Vuelve entre la zostera, sube y entra en la tajea, la escopeta inclinada contra un hombro. Revisa los bolsillos de los vaqueros, que ha dejado doblados, rompe el envoltorio rosa con una mano y saca la prueba de embarazo. Apoyada en la pared de la tajea y con la luz de la escopeta apuntando hacia arriba, lee las instrucciones, las vuelve a leer. Tiene la cara entumecida. Tiene los labios entumecidos. Apoya la frente en el puño, tiritando, y piensa: «si está… si está ahí dentro, también podrás con ello». Apaga la luz y se acuclilla desnuda en la tajea, el arroyo devolviéndole la luz argéntea entrecruzada, y hace pis en el endeble palito de plástico, descalza y con el agua fría por los tobillos. Luego se queda sentada en la oscuridad, la espalda contra la pared corrugada, el cañón de la escopeta pegado a su cara, a su frente, reconfortándola, dejando pasar el tiempo, esperando a que las dos líneas rosas del resultado positivo aparezcan poco a poco, llevándose un puño a la boca. Siente un peso muerto de certidumbre.

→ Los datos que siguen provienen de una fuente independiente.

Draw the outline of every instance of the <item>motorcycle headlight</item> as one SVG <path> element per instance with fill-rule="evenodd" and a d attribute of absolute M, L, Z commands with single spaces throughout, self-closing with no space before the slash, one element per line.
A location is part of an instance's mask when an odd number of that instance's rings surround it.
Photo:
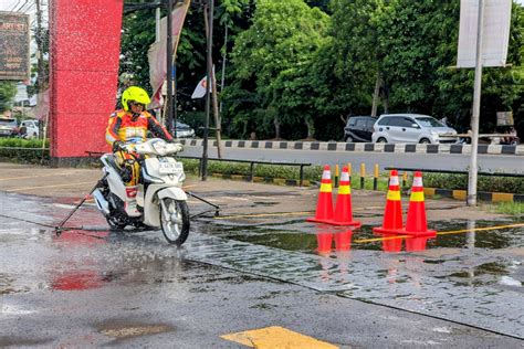
<path fill-rule="evenodd" d="M 153 144 L 153 149 L 155 149 L 156 152 L 159 155 L 166 155 L 167 154 L 167 144 L 164 140 L 158 140 Z"/>

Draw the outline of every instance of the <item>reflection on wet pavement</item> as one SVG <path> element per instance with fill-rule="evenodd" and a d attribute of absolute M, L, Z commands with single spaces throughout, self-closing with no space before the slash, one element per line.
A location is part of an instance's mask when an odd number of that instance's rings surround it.
<path fill-rule="evenodd" d="M 271 219 L 269 224 L 249 218 L 201 219 L 193 222 L 184 248 L 177 250 L 158 231 L 90 229 L 56 237 L 52 229 L 27 221 L 55 224 L 67 208 L 44 200 L 34 200 L 34 205 L 13 201 L 11 208 L 1 212 L 12 219 L 0 225 L 0 295 L 77 292 L 109 283 L 176 283 L 180 275 L 172 271 L 190 260 L 524 337 L 523 228 L 475 232 L 474 228 L 497 222 L 442 221 L 432 228 L 470 231 L 398 239 L 374 234 L 367 225 L 334 229 L 296 216 Z M 93 209 L 85 209 L 71 224 L 105 223 Z M 31 258 L 20 261 L 28 251 Z"/>

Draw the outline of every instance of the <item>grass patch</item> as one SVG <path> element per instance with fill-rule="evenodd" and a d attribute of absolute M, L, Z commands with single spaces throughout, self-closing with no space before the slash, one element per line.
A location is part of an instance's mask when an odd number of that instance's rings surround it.
<path fill-rule="evenodd" d="M 524 202 L 499 202 L 491 205 L 492 212 L 511 214 L 511 215 L 524 215 Z"/>
<path fill-rule="evenodd" d="M 468 189 L 468 174 L 425 173 L 423 184 L 426 188 L 467 190 Z M 485 192 L 505 192 L 505 193 L 523 194 L 524 193 L 524 178 L 479 174 L 476 190 L 485 191 Z"/>

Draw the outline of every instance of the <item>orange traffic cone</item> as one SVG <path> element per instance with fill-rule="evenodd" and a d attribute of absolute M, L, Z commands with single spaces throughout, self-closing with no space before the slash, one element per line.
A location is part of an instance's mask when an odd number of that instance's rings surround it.
<path fill-rule="evenodd" d="M 347 167 L 342 169 L 338 195 L 336 197 L 335 215 L 329 223 L 334 225 L 361 225 L 359 221 L 353 220 L 352 184 Z"/>
<path fill-rule="evenodd" d="M 401 229 L 402 204 L 400 202 L 400 183 L 398 181 L 398 171 L 391 170 L 382 226 L 374 228 L 373 231 L 381 234 L 395 234 Z"/>
<path fill-rule="evenodd" d="M 428 230 L 426 221 L 426 204 L 423 199 L 422 172 L 415 172 L 411 197 L 409 198 L 406 229 L 400 232 L 413 236 L 437 235 L 437 231 Z"/>
<path fill-rule="evenodd" d="M 430 237 L 407 237 L 406 239 L 406 251 L 415 252 L 415 251 L 425 251 L 426 243 Z"/>
<path fill-rule="evenodd" d="M 316 243 L 318 244 L 316 252 L 319 255 L 328 255 L 332 252 L 333 232 L 329 231 L 327 225 L 318 226 L 316 232 Z"/>
<path fill-rule="evenodd" d="M 327 223 L 333 220 L 332 172 L 328 166 L 322 172 L 321 192 L 316 203 L 316 214 L 306 219 L 307 222 Z"/>

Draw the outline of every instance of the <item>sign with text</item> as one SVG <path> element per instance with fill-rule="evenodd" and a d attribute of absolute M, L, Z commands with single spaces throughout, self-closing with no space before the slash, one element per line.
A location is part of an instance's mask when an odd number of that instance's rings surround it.
<path fill-rule="evenodd" d="M 513 126 L 512 112 L 496 112 L 496 126 Z"/>
<path fill-rule="evenodd" d="M 29 15 L 0 11 L 0 81 L 30 77 Z"/>
<path fill-rule="evenodd" d="M 484 0 L 482 66 L 505 66 L 512 0 Z M 457 67 L 475 67 L 479 0 L 460 1 Z"/>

Pero no. En la ventanita ovalada que muestra el resultado solo hay una línea rosa. El test es negativo. Enciende de nuevo la luz de la escopeta y barre con ella la prueba. La luz es tan brillante, tan intensa, que cuesta ver. Lo mismo. Negativo. No siente alivio. Puede que ni siquiera sea verdad, puede que solo sea demasiado pronto. «Pero si es verdad —piensa—, si me pudo pasar y no me pasó…». Se detiene. «Has tenido suerte —piensa—. No la desaproveches». Está temblando. Su cara se tensa en una expresión que no comprende. Se baja hasta quedar sentada, con las piernas abiertas en el agua fría, abrazándose el cuerpo, sintiéndose rota y vacía.